Inference-Time Optimization

  • Best-of-N Sampling: Generates N candidate responses and selects the optimal result using a designated evaluator.
  • Mixture-of-N Sampling: Aggregates multiple candidates into a single, refined response.
  • Dynamic In-Context Learning (DICL): Automatically injects relevant historical examples into the prompt at query time.
  • Chain of Thought (CoT): Structures prompts to encourage intermediate reasoning for complex problem-solving.

Prompt Optimization • Implement research-backed techniques such as MIPROv2. • Integrate with automated prompt engineering frameworks like DSPy.

LLM Observability

The open-source TensorZero UI provides tools to debug individual API calls or monitor performance trends across different models and prompts.

  • Inference Observability: Inspect inputs, outputs, and processing times for every request.
  • Function Observability: Monitor success rates and performance metrics for specific model variants over time.

LLM Evaluation

Evaluate prompts, models, and inference strategies using TensorZero’s suite of testing tools. The platform supports both heuristic-based evaluation and LLM-as-a-judge workflows.

  • UI Evaluations: Configure test suites and analyze results through a visual dashboard.
  • CLI Evaluations: Execute high-volume batch evaluations from the terminal.
docker compose run --rm evaluations \
  --evaluation-name extract_data \
  --dataset-name hard_test_cases \
  --variant-name gpt_4o \
  --concurrency 5

The TensorZero Flywheel

The gateway functions as a high-performance entry point with a unified API, managing structured inference via schemas while capturing downstream feedback.
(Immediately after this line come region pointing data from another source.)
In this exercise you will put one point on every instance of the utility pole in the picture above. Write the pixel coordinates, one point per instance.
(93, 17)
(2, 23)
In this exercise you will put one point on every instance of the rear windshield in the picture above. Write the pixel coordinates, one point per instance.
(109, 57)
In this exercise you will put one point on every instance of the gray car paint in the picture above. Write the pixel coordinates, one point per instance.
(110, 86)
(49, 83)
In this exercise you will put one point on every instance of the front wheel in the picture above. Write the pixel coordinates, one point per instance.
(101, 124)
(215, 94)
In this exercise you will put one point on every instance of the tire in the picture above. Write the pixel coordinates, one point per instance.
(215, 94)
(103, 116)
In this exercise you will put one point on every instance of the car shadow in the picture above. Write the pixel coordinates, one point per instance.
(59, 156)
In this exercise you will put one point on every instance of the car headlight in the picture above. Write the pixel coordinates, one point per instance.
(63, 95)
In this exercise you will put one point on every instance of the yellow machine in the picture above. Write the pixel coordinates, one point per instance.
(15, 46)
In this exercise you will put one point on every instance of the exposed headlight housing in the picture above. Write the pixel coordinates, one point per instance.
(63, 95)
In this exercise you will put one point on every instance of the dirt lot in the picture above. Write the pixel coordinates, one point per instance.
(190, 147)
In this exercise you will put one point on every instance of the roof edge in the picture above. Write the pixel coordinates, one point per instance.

All data is stored in a ClickHouse warehouse under your control. TensorZero "recipes" then allow you to optimize prompts and models based on this structured dataset. By combining these experimental features with GitOps orchestration, teams can iterate and deploy improvements rapidly.

Getting Started

The quickstart guide provides a five-minute path from a basic OpenAI wrapper to a production-ready LLM application featuring full observability and fine-tuning. Detailed tutorials are available for building chatbots, email assistants, weather-based RAG systems, and structured data extraction pipelines.

Example Use Cases

Optimizing Data Extraction (NER) Learn how to refine a Named Entity Recognition pipeline using fine-tuning and Dynamic In-Context Learning (DICL). This approach can enable a GPT-4o Mini model to outperform GPT-4o on specific tasks while reducing cost and latency.
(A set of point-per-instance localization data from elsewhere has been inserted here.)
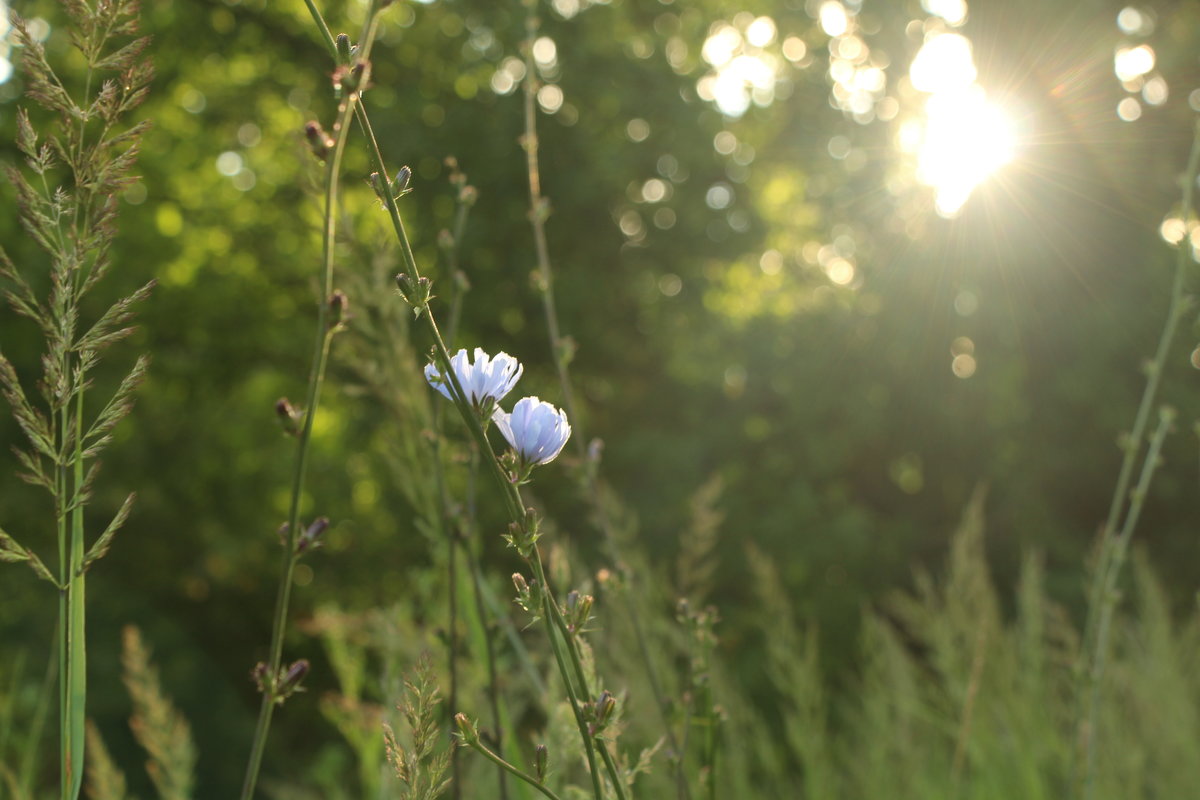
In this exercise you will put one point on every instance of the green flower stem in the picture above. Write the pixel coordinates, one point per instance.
(503, 764)
(1102, 596)
(538, 210)
(1133, 446)
(576, 657)
(1110, 594)
(316, 379)
(511, 493)
(76, 678)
Agentic RAG – Multi-Hop Q&A Develop a retrieval agent capable of performing multi-hop searches across sources like Wikipedia. The agent autonomously determines when it has gathered sufficient context to resolve complex queries.

Preference-Aligned Content Generation Fine-tune GPT-4o Mini to generate creative content, such as haikus, that aligns with specific stylistic preferences. This demonstrates the data flywheel in action: superior variants generate better training data, which in turn creates even more refined variants.

Boosting Logic with Best-of-N Sampling Enhance an LLM's strategic reasoning—such as chess performance—by generating multiple move options and selecting the most promising one. This technique significantly improves output quality without changing the underlying model.

Custom DSPy Optimization Recipes Use external tools like DSPy to optimize TensorZero functions, allowing for custom optimization workflows tailored to specific mathematical or logical reasoning tasks.

TensorZero was developed by a team with deep expertise in systems and machine learning, including former Rust compiler maintainers, ML researchers, and veteran startup executives. The platform is designed to help engineers build and manage LLM applications that learn and improve from real-world experience.